Saturday, April 18, 2009
I was reading this morning and this touched my soul.
When I stopped living in the problem and began living in the answer, the problem went away. From that moment on I have not had a single compulsion to overeat. And acceptance is the answer to all my problems today. When I am disturbed, it is because I find some person, place, thing, or situation---some fact of my life unacceptable to me, and I can find no serenity until I accept that person, place, thing, or situation as being exactly the way it is supposed to be at this moment. Nothing, absolutely nothing happens in God's world by mistake. Until I could accept my compulsive overeating I could not stay abstinence unless I accept life completely on life's terms. I cannot be happy. I need to concentrate not so much on what needs to be changed in the world as on what needs to be changed in me and in my attitudes.
To this day, I am amazed at how many of my problems, most of which had nothing to do with my fat, have become manageable or have simply disappeared since I quit overeating.

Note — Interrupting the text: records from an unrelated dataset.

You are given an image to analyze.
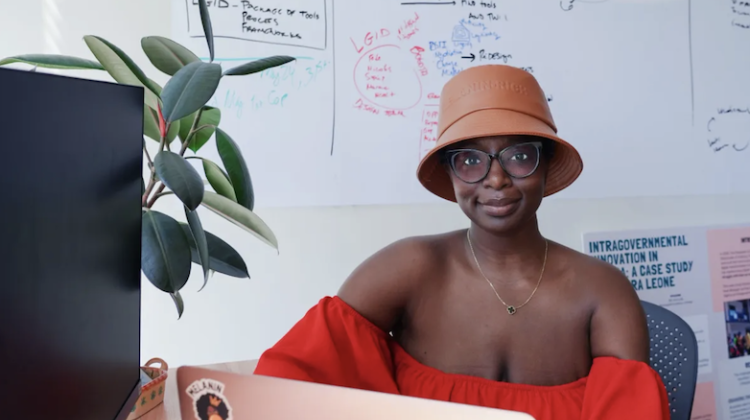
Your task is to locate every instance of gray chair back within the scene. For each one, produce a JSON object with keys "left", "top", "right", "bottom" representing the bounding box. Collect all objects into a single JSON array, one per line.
[{"left": 641, "top": 300, "right": 698, "bottom": 420}]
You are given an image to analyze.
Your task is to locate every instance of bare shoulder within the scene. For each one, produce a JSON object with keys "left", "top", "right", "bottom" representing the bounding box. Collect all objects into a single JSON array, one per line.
[
  {"left": 554, "top": 243, "right": 650, "bottom": 362},
  {"left": 337, "top": 231, "right": 455, "bottom": 332},
  {"left": 556, "top": 244, "right": 634, "bottom": 293}
]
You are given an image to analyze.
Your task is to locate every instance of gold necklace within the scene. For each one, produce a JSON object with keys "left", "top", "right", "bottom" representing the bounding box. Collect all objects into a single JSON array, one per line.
[{"left": 466, "top": 229, "right": 549, "bottom": 315}]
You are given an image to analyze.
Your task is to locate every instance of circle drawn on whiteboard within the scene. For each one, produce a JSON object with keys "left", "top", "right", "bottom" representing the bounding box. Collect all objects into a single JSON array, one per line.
[
  {"left": 353, "top": 44, "right": 423, "bottom": 111},
  {"left": 452, "top": 25, "right": 471, "bottom": 48}
]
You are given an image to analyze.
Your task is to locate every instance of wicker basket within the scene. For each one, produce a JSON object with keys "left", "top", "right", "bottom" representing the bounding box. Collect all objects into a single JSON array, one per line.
[{"left": 126, "top": 358, "right": 169, "bottom": 420}]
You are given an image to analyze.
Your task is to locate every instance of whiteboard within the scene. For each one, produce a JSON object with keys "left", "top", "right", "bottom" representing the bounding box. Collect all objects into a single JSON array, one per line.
[{"left": 170, "top": 0, "right": 750, "bottom": 208}]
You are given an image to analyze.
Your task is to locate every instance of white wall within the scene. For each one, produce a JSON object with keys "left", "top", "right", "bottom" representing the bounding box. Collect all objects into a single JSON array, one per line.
[{"left": 3, "top": 0, "right": 750, "bottom": 368}]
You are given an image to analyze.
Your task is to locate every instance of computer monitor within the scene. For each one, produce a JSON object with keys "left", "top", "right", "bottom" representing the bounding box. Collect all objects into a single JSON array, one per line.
[{"left": 0, "top": 67, "right": 143, "bottom": 420}]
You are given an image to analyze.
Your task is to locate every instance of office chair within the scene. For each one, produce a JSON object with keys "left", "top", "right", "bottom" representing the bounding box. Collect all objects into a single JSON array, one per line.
[{"left": 641, "top": 300, "right": 699, "bottom": 420}]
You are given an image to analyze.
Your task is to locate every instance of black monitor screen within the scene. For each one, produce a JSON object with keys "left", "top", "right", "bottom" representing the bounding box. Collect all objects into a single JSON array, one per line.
[{"left": 0, "top": 68, "right": 142, "bottom": 420}]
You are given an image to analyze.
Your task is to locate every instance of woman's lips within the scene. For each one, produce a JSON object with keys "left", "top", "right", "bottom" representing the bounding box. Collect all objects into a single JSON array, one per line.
[{"left": 478, "top": 197, "right": 521, "bottom": 217}]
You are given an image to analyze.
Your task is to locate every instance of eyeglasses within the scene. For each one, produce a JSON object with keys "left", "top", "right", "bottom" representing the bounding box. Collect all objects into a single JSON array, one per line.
[{"left": 444, "top": 141, "right": 543, "bottom": 184}]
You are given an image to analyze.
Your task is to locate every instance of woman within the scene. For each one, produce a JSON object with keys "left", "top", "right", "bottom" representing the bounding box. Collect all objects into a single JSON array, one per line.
[{"left": 254, "top": 65, "right": 669, "bottom": 419}]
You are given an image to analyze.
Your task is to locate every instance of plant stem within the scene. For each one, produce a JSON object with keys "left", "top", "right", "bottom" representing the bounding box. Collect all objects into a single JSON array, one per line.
[
  {"left": 151, "top": 191, "right": 173, "bottom": 200},
  {"left": 143, "top": 142, "right": 154, "bottom": 168},
  {"left": 143, "top": 176, "right": 157, "bottom": 207},
  {"left": 159, "top": 125, "right": 168, "bottom": 151},
  {"left": 143, "top": 132, "right": 167, "bottom": 207},
  {"left": 146, "top": 110, "right": 203, "bottom": 208},
  {"left": 181, "top": 108, "right": 204, "bottom": 155},
  {"left": 147, "top": 183, "right": 167, "bottom": 208},
  {"left": 142, "top": 177, "right": 156, "bottom": 206},
  {"left": 141, "top": 139, "right": 156, "bottom": 206},
  {"left": 191, "top": 124, "right": 215, "bottom": 136}
]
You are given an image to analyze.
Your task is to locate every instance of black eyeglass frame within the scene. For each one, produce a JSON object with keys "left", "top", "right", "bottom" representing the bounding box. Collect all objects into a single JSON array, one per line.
[{"left": 443, "top": 141, "right": 544, "bottom": 184}]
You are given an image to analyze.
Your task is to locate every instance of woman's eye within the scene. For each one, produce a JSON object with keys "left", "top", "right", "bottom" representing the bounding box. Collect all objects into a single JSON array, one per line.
[
  {"left": 464, "top": 156, "right": 481, "bottom": 166},
  {"left": 510, "top": 153, "right": 528, "bottom": 161}
]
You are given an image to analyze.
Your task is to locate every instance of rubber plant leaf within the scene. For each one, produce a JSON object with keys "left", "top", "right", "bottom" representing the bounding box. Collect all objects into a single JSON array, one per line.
[
  {"left": 0, "top": 54, "right": 104, "bottom": 70},
  {"left": 141, "top": 36, "right": 201, "bottom": 76},
  {"left": 141, "top": 209, "right": 192, "bottom": 294},
  {"left": 223, "top": 56, "right": 296, "bottom": 76},
  {"left": 216, "top": 128, "right": 254, "bottom": 210},
  {"left": 83, "top": 35, "right": 161, "bottom": 109},
  {"left": 184, "top": 208, "right": 210, "bottom": 290},
  {"left": 153, "top": 150, "right": 205, "bottom": 211},
  {"left": 160, "top": 61, "right": 222, "bottom": 123},
  {"left": 200, "top": 191, "right": 278, "bottom": 250},
  {"left": 180, "top": 223, "right": 250, "bottom": 278}
]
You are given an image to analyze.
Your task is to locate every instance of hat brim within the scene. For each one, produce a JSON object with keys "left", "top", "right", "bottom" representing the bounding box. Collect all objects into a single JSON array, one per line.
[{"left": 416, "top": 108, "right": 583, "bottom": 202}]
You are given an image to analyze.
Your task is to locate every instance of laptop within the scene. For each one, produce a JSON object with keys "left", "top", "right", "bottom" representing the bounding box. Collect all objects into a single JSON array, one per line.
[{"left": 176, "top": 366, "right": 535, "bottom": 420}]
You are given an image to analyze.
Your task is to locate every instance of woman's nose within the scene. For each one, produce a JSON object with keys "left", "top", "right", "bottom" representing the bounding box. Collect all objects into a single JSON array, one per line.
[{"left": 482, "top": 158, "right": 511, "bottom": 190}]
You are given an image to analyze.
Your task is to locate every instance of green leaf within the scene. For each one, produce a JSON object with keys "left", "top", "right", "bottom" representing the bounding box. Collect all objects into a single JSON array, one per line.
[
  {"left": 141, "top": 209, "right": 192, "bottom": 293},
  {"left": 202, "top": 158, "right": 237, "bottom": 202},
  {"left": 178, "top": 113, "right": 194, "bottom": 143},
  {"left": 216, "top": 128, "right": 254, "bottom": 210},
  {"left": 180, "top": 224, "right": 250, "bottom": 278},
  {"left": 200, "top": 191, "right": 277, "bottom": 250},
  {"left": 170, "top": 291, "right": 185, "bottom": 319},
  {"left": 161, "top": 61, "right": 222, "bottom": 123},
  {"left": 223, "top": 56, "right": 296, "bottom": 76},
  {"left": 169, "top": 120, "right": 182, "bottom": 143},
  {"left": 0, "top": 54, "right": 104, "bottom": 70},
  {"left": 184, "top": 208, "right": 210, "bottom": 291},
  {"left": 189, "top": 108, "right": 221, "bottom": 152},
  {"left": 197, "top": 0, "right": 215, "bottom": 62},
  {"left": 143, "top": 106, "right": 180, "bottom": 143},
  {"left": 141, "top": 36, "right": 201, "bottom": 76},
  {"left": 83, "top": 35, "right": 161, "bottom": 109},
  {"left": 177, "top": 107, "right": 221, "bottom": 152},
  {"left": 153, "top": 151, "right": 205, "bottom": 211},
  {"left": 143, "top": 107, "right": 160, "bottom": 141}
]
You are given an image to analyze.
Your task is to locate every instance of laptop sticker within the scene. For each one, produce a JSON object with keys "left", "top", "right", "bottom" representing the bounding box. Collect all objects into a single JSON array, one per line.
[{"left": 185, "top": 378, "right": 233, "bottom": 420}]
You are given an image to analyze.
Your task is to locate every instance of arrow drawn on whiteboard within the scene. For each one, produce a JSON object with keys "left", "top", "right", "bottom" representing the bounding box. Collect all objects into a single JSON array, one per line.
[
  {"left": 401, "top": 1, "right": 456, "bottom": 5},
  {"left": 461, "top": 53, "right": 476, "bottom": 62}
]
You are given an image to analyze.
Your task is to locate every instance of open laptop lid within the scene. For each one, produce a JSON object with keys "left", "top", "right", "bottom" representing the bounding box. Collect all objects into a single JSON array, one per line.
[{"left": 176, "top": 366, "right": 535, "bottom": 420}]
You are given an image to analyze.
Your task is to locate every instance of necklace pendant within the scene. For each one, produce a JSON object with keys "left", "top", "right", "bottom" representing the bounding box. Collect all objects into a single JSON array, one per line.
[{"left": 507, "top": 306, "right": 517, "bottom": 315}]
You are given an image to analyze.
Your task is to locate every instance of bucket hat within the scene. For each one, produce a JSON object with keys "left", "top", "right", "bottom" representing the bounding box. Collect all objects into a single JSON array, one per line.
[{"left": 416, "top": 64, "right": 583, "bottom": 202}]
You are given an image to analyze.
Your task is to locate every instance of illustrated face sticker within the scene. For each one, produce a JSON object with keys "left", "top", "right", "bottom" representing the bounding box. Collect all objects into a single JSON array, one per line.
[{"left": 186, "top": 378, "right": 233, "bottom": 420}]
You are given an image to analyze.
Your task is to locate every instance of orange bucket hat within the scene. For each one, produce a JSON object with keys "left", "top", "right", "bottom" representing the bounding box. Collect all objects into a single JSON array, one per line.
[{"left": 417, "top": 64, "right": 583, "bottom": 202}]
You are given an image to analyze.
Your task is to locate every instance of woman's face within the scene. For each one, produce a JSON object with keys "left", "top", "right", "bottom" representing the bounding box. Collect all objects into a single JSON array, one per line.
[{"left": 445, "top": 135, "right": 548, "bottom": 234}]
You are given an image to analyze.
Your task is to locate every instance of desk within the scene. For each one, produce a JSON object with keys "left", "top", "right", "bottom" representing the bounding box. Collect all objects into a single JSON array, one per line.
[{"left": 140, "top": 359, "right": 258, "bottom": 420}]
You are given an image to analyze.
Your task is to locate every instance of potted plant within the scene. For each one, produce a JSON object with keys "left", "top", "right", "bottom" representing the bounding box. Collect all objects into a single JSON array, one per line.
[{"left": 0, "top": 0, "right": 292, "bottom": 318}]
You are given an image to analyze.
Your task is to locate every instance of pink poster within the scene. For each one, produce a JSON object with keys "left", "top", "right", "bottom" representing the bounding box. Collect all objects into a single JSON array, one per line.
[
  {"left": 691, "top": 381, "right": 717, "bottom": 420},
  {"left": 707, "top": 227, "right": 750, "bottom": 313},
  {"left": 585, "top": 224, "right": 750, "bottom": 419}
]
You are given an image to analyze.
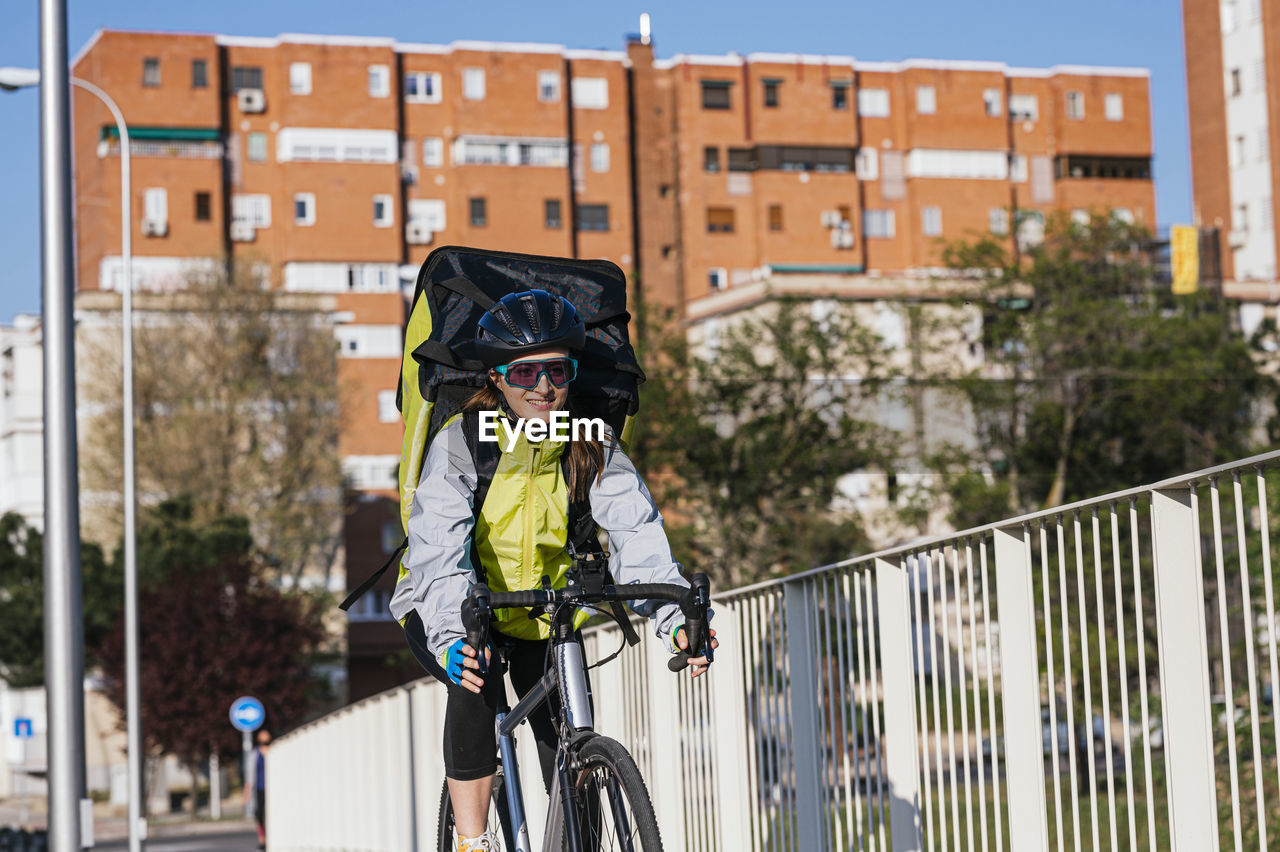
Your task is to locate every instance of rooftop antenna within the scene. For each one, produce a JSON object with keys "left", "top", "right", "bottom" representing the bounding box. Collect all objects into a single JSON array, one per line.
[{"left": 640, "top": 13, "right": 652, "bottom": 46}]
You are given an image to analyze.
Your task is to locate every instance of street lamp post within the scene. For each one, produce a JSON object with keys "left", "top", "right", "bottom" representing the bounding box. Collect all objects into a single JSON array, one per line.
[{"left": 1, "top": 65, "right": 144, "bottom": 852}]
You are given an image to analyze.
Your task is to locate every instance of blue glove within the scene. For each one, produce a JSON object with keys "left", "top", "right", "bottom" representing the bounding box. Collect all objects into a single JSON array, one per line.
[{"left": 439, "top": 638, "right": 485, "bottom": 686}]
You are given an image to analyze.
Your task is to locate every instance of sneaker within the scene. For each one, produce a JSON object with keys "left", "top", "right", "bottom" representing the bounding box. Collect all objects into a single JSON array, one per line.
[{"left": 457, "top": 830, "right": 498, "bottom": 852}]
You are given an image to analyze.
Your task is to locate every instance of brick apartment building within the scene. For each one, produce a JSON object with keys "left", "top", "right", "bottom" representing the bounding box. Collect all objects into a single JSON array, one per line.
[{"left": 69, "top": 28, "right": 1154, "bottom": 700}]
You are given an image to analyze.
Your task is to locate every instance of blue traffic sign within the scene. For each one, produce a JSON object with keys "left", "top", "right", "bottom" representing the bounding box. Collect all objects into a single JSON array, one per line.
[
  {"left": 229, "top": 696, "right": 265, "bottom": 733},
  {"left": 13, "top": 718, "right": 33, "bottom": 739}
]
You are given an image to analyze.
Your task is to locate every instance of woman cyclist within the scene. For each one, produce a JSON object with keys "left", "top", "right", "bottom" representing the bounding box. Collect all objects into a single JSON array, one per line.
[{"left": 390, "top": 289, "right": 717, "bottom": 852}]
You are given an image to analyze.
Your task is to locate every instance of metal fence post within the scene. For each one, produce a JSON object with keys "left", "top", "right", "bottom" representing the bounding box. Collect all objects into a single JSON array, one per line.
[
  {"left": 992, "top": 525, "right": 1050, "bottom": 852},
  {"left": 1151, "top": 487, "right": 1221, "bottom": 850},
  {"left": 707, "top": 598, "right": 751, "bottom": 850},
  {"left": 784, "top": 577, "right": 826, "bottom": 850},
  {"left": 875, "top": 557, "right": 923, "bottom": 852},
  {"left": 645, "top": 631, "right": 687, "bottom": 848}
]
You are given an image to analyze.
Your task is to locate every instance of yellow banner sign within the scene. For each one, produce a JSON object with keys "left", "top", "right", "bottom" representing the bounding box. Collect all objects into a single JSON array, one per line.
[{"left": 1171, "top": 225, "right": 1199, "bottom": 294}]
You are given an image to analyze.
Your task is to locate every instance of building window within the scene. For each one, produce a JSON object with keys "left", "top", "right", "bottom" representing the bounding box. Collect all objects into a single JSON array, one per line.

You know reading the book this morning really touched me. I want to incorporate this into my life and live it. I know my mind is so clear and I am optimistic about everything when I am eating healthy and exercising. Why I keep overeating I do not know. I feel so bad when I do and I fill so good when I do not. Oh well, its getting better every week. I may mess up a couple of days or even a couple of weeks but I get right back on and I'm doing that sooner and sooner and I am always hopeful I will reach a point where I have no desire to overeat. That there is no problem that stuffing myself will fix so why not go for a walk, read a good book , hey I know do a blog, or encourage someone else, get my mind off of me. Yeah, I love Spark people.